Criminal justice reform should be prioritized in 2022

Despite incremental reforms in recent years, Oklahoma’s prison crisis and the regressive tax of court fines and fees on low-income communities must still be addressed in order for Oklahoma families to prosper. Business investment in Oklahoma is diminished by this state maintaining one of the highest incarceration rates in the nation. The wealth of whole communities is squandered when millions of dollars in fines and fees and arrest warrants hang over our poorest neighborhoods, which can trap residents into generational poverty. 

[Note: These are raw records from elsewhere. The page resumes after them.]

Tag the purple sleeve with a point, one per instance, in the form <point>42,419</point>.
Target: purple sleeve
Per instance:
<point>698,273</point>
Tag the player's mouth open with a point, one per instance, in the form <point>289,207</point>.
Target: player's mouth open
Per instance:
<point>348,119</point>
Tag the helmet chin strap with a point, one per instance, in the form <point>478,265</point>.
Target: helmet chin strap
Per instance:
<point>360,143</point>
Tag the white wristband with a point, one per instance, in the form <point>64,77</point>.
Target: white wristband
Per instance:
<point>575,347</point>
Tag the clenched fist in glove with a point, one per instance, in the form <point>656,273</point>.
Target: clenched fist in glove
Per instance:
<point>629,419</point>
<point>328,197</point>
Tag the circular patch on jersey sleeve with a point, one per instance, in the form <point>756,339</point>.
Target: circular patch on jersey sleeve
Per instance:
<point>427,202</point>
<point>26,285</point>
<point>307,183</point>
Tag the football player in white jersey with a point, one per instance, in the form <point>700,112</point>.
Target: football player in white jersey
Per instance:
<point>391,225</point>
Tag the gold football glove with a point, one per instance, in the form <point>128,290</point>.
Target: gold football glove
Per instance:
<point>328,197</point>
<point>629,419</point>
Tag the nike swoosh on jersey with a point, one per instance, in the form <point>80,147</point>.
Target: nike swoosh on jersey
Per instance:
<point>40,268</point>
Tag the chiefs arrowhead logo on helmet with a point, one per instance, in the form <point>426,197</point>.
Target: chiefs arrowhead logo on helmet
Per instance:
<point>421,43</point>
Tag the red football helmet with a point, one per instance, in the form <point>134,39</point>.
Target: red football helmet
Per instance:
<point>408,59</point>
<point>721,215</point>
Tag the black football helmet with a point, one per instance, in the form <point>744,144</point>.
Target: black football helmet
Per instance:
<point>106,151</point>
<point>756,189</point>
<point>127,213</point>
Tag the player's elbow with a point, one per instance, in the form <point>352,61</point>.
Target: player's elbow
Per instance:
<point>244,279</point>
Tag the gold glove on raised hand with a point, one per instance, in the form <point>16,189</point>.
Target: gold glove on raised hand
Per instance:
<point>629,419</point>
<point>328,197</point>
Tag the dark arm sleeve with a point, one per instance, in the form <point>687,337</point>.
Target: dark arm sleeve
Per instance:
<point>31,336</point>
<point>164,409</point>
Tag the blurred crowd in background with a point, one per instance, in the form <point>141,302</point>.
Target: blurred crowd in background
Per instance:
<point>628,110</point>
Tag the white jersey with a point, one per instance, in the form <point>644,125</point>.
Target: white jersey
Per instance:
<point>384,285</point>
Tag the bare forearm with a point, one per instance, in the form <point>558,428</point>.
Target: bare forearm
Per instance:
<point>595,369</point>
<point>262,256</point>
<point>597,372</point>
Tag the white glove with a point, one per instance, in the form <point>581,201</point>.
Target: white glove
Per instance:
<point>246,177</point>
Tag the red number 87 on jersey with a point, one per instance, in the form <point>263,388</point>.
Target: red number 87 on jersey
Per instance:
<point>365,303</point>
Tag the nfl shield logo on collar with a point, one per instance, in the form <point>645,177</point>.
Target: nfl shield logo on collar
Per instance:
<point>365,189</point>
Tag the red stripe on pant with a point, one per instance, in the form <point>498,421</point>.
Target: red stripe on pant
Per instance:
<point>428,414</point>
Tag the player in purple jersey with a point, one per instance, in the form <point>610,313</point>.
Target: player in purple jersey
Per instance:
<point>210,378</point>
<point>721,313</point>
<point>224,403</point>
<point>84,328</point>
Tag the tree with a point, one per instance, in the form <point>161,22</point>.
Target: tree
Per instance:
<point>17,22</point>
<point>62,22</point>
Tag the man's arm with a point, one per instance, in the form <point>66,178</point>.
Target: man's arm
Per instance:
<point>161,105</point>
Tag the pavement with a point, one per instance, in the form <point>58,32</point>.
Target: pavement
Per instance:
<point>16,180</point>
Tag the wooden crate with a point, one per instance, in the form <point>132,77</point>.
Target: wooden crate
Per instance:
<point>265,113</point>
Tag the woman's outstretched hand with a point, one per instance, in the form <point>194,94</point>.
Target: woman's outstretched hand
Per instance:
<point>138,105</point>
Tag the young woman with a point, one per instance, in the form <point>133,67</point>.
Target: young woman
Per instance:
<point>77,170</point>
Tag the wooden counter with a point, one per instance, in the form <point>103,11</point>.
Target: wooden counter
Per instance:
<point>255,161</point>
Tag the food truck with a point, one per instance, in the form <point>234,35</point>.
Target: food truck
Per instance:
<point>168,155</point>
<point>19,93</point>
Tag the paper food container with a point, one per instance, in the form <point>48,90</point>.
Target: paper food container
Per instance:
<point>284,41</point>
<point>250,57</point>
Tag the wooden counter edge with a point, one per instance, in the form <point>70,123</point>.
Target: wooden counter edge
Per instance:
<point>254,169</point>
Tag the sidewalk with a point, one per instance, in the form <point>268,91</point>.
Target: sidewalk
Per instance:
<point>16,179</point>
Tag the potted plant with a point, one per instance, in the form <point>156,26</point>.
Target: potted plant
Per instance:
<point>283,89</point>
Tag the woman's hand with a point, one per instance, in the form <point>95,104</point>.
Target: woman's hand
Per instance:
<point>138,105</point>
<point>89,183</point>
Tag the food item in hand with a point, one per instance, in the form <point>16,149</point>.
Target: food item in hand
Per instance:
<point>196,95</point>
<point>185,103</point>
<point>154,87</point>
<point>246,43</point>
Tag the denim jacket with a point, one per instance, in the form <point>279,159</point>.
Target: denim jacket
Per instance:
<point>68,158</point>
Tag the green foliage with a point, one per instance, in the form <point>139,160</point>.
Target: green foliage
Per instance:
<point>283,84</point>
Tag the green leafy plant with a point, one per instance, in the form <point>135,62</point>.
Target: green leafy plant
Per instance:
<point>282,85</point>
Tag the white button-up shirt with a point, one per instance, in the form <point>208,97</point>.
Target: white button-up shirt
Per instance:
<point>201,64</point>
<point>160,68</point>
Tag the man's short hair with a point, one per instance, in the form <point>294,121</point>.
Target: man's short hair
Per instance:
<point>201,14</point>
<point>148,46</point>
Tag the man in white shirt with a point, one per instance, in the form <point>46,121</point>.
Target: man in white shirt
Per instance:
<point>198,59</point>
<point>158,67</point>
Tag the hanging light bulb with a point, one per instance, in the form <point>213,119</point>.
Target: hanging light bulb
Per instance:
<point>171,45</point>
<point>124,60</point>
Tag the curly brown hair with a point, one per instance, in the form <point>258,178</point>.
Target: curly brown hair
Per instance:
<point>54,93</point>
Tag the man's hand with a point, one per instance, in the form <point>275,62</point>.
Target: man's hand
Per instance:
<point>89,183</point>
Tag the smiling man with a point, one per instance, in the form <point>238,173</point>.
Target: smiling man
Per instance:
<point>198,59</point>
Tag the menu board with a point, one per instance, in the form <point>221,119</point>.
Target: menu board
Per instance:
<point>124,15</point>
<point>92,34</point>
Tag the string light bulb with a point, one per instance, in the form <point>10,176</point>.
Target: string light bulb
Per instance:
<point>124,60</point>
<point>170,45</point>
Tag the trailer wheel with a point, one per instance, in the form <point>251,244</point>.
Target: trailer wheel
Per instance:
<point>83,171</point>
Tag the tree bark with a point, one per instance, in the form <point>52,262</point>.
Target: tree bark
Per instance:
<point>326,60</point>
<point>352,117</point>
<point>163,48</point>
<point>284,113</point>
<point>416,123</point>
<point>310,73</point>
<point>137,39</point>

Oklahoma has options to address these issues going forward, and the state is well-positioned to act. Federal relief funds from the American Rescue Plan Act (ARPA) can be invested in courts, reducing the burden of court fines and fees on low-income Oklahomans. Medicaid expansion has created the opportunity to expand mental health services to treat Oklahomans and prevent them from entering in the carceral system. Other areas of opportunity include continuing to build our re-entry system, decoupling fines and fees from incarceration, and creating more reasonable prison sentences. Focusing on these opportunities can help lawmakers and advocates leverage the 2022 Legislative session to build a better justice system and safer communities for all Oklahomans. 

ABOUT THE AUTHOR

Damion served as the criminal justice policy analyst for the Oklahoma Policy Institute from July 2018 until June 2022. He grew up in Jackson, Mississippi and has lived in Oklahoma since the late 90s. Prior to joining OK Policy, he was an educator at Jenks Public Schools and the Oklahoma School for the Performing Arts. He’s written education and justice features as a contributing writer for the Tulsa Voice since 2016, and he was awarded best Education and General News Reporting features by the Society for Professional Journalists in 2017. Damion earned a Bachelor’s Degree from Oral Roberts University and started several voter registration and political advocacy initiatives during his time on campus. He lives in Tulsa with his wife Rachel.

One thought on “The 2021 session saw passage of economic justice reforms, but Oklahoma’s prison crisis demands greater action

  1. Damion, what can we do as citizens to fix or at least help to fix this? Also, what do you know about changing the laws for sex offenders to where every case is not classified the same where people have to have “sex offender” written across their driver license. For example, the cases that involved 2 consenting adults.